As ratchet freak said, devices aren't required to have a memory type that is both device local and host visible. Even though most do, the size might be limited. Maybe things have changed in the last few years, but it used to be that PCI-E and BIOS limitations means 256 MB or maybe 512 MB was as much as you could get. And finally, CPU writes to over PCI-E are going to be lower bandwidth than to the CPU's own memory. So even though using a staging buffer uses twice as much total bandwidth, if it can be done asynchronously on a transfer queue, it minimizes the time that the CPU and graphics pipeline spend on that transfer. So whether using a staging buffer is a net win is going to depend on the specific CPU and GPU combination, and what your application is doing.

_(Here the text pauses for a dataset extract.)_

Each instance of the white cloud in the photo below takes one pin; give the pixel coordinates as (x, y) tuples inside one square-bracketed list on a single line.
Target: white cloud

However, on SOCs like mobile devices or integrated GPUs, using a staging buffer should seldom if ever be a win. Mobile GPUs shouldn't have limited device-local + host-visible heap sizes. Looking at a couple Windows integrated GPUs on vulkan.gpuinfo.org, it looks like modern Intel integrated GPUs don't have such limits either, but AMD integrated GPUs still do (I only looked at a few random samples, YMMV).
All this makes it hard to give a clear "always do X" recommendation. Personally, I would generally do this:
- If I just want one code path that works everywhere and am not worried about performance or memory footprint, use a staging buffer. This is probably a good choice for discrete GPUs, but suboptimal for integrated/SOC GPUs.
- Otherwise, keep the staging buffer as a fallback path, but use a shared device-local/host-visible pool when there's a big enough one available.
- When I start trying to get every last bit of performance, then tune the above to prefer staging buffers with asynchronous transfers for some kinds of uploads on discrete GPUs, when I have data showing it's a net win.